Para el padre, no obstante, la virtud del primo radica en que “es su pariente masculino más cercano” y que “continuará otorgando la misma noble benevolencia y hospitalidad patriarcal” a los miembros de su comunidad cuando él ya no esté: su hija debiera casarse, ante todo, con quien pueda perpetuar ese orden social. Para Wollstonecraft, la prioridad es otra: a la hora de elegir esposo es esencial que se trate de alguien moral e intelectualmente “respetable”, con quien pueda forjarse una “amistad duradera”. Con todo, ambas coinciden en algo. West piensa que “el amor mutuo es innecesario” y hasta peligroso: Geraldine elige al hombre equivocado por “sucumbir a un exceso de pasión y sentimiento” y el destino se lo cobra. Wollstonecraft declara que no hay que caer en la trampa de juzgar a un candidato por sus “cualidades como amante” porque pronto ya no lo será; marido y mujer debieran “dejar de amarse con pasión” poco después de sellada su unión y cultivarse sin ese tipo de “distracciones”.
He aquí el progresismo de Pride and Prejudice: mientras que a gran parte del mundo intelectual inglés, de un extremo y otro del arco ideológico, descreía amor, su autora hizo de él una bandera. Lizzy rechaza a Collins porque “sus sentimientos se lo impiden” y a quien acaba siendo su esposo, en un primer momento, porque “sus sentimientos han fallado en su contra”; lamenta que Charlotte acepte a Collins sacrificando “sus mejores sentimientos” y cree que “le será imposible ser feliz”. Aunque entiende que la unión entre Lydia y Wickham pondrá fin al oprobio de su vínculo extramarital, la censura porque “jamás notó que Lydia se sintiese atraída” por él y “no le es difícil conjeturar lo poco estable que ha de ser la felicidad de una pareja unida únicamente porque sus pasiones son más fuertes que su virtud”. Ella y Jane, en cambio, conocerán “la felicidad que un matrimonio por verdadero amor puede proporcionar”.
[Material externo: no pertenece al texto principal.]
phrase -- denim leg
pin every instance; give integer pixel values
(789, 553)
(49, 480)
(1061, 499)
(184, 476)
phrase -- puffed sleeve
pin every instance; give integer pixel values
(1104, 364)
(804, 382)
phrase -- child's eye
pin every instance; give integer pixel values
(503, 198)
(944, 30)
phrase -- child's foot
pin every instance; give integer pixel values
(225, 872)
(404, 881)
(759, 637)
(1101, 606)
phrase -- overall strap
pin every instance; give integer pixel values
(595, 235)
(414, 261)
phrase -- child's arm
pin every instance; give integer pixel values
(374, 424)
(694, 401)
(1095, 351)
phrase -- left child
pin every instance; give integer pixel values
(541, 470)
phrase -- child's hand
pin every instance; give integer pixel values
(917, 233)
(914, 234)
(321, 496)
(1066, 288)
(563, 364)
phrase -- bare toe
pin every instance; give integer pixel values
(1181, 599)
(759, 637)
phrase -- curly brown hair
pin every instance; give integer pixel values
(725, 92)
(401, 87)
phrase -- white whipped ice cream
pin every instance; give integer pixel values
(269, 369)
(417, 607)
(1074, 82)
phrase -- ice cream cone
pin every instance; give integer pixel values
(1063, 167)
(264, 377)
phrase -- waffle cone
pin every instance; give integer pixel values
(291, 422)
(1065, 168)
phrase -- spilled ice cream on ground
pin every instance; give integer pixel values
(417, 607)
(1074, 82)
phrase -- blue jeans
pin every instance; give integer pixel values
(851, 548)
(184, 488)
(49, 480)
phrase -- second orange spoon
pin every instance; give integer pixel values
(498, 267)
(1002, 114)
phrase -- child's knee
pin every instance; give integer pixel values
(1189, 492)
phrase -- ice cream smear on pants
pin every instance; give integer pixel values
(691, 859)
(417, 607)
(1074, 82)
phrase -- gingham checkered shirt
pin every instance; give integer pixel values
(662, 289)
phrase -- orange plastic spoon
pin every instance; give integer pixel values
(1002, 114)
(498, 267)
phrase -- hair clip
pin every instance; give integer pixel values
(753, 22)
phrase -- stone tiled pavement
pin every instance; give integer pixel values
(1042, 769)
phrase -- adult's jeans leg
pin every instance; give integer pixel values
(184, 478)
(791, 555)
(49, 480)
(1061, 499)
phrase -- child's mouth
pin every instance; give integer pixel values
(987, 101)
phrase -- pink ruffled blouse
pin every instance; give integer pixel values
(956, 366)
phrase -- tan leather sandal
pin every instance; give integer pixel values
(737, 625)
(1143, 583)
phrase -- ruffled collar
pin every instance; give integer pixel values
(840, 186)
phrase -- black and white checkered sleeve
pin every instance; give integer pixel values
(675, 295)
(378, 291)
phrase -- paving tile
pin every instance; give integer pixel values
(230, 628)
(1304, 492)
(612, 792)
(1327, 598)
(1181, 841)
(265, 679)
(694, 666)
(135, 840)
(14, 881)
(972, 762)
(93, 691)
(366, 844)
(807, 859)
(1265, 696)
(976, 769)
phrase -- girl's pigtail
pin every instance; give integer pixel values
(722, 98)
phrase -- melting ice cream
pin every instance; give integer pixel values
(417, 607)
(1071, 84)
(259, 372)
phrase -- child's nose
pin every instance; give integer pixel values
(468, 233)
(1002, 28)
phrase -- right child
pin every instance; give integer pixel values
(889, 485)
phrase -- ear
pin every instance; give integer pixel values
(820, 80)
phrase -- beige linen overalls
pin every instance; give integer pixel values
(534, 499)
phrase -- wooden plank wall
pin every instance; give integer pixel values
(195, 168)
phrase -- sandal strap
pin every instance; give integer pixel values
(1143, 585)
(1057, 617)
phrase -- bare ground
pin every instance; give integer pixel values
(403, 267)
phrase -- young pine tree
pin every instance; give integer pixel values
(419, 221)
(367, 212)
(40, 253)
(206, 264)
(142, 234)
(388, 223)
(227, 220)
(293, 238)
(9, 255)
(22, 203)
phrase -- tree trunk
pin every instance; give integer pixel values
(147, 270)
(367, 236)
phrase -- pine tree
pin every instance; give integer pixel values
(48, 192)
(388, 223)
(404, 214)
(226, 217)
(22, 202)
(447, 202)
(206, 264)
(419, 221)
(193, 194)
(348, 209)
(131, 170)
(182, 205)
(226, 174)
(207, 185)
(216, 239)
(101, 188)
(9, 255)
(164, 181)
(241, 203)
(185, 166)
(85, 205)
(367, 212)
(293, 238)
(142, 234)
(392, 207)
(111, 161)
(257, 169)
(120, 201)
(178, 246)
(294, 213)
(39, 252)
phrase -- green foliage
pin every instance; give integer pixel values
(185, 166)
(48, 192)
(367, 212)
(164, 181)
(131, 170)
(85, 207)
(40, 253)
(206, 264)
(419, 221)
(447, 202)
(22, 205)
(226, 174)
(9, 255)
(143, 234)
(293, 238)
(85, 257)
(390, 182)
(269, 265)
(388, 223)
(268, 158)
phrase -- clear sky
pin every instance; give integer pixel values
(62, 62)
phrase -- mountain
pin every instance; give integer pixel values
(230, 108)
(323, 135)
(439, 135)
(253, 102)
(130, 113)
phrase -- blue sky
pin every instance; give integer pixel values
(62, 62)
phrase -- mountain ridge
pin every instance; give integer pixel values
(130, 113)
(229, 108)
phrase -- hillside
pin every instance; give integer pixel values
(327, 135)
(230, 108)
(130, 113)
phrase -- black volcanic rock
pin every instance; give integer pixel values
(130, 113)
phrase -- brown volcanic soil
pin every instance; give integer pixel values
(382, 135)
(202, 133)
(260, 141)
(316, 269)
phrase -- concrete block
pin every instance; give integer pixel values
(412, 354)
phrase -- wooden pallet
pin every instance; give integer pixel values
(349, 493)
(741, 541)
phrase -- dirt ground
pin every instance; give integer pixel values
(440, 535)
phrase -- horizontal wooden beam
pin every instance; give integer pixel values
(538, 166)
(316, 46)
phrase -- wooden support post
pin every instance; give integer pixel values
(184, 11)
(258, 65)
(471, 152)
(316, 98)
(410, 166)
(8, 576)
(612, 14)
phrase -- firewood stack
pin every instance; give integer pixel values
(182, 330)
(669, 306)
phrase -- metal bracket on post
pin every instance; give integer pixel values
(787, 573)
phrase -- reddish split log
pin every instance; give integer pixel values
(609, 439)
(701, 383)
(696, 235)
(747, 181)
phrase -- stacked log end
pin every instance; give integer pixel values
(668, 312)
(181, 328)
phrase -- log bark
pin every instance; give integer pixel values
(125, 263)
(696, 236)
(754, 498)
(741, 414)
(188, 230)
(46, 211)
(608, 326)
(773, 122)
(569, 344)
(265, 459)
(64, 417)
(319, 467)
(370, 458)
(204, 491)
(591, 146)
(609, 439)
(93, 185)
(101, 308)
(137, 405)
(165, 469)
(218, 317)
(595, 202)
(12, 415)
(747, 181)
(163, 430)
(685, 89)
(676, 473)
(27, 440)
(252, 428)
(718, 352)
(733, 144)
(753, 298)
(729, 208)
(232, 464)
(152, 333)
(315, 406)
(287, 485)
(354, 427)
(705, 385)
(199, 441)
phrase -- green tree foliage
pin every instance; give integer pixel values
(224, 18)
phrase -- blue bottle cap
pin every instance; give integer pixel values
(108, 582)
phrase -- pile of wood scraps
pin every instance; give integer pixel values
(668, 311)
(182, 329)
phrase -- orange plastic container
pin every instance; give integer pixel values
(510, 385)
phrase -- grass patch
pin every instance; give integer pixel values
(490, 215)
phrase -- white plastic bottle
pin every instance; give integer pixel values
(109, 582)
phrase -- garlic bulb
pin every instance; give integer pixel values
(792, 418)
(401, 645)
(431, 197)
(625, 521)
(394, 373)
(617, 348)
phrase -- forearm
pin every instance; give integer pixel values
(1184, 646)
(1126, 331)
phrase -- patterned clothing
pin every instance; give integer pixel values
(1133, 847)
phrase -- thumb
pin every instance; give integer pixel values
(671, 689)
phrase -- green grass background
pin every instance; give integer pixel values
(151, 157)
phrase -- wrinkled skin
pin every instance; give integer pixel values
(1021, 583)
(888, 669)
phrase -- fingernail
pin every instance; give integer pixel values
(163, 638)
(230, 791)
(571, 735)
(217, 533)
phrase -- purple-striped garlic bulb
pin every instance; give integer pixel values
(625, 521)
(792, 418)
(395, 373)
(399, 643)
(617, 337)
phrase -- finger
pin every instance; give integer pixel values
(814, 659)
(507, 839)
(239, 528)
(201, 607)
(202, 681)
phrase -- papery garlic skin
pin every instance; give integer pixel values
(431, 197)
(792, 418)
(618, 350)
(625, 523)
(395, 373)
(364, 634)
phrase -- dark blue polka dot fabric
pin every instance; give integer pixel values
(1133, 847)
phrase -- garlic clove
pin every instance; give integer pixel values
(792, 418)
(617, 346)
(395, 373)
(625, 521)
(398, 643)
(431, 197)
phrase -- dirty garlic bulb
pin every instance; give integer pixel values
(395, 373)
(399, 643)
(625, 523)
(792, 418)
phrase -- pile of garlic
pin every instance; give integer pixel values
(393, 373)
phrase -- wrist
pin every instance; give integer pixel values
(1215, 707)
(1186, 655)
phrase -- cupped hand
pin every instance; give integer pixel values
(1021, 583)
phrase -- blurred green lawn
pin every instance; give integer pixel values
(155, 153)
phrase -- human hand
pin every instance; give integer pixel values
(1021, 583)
Para Austen, la felicidad conyugal no depende esencialmente del dinero ni del deber ni de la respetabilidad. Aunque estas cosas tengan su peso, aceptar a un candidato únicamente en base a ellas constituye una elección sólo en el sentido más básico de la palabra: no da cabida a las preferencias individuales de quien elige, sino a parámetros externos y preestablecidos. Lo que nos enamora del otro, en cambio, es netamente personal: “estoy decidida a actuar del modo que crea más conveniente para mi felicidad sin tenerla en cuenta a usted ni a nadie”, le dice Lizzy a Lady Catherine cuando ésta intenta disuadirla de que acepte a Darcy por esposo. Elegirlo por amor es elegirlo en base a valores ya no sociales sino propios, es decir, ser por primera vez realmente autónoma. Por eso me molestó el final de la puesta de Hamill y Dehnert: al trocar el “sí” de la heroína por un “no sé” le niegan un gesto que hoy es obvio y hasta obsoleto, pero que a inicios del diecinueve fue rebelión.
Las citas de la novela corresponden a la traducción de Editorial del Cardo (2006); las de la obra de teatro son de la autora.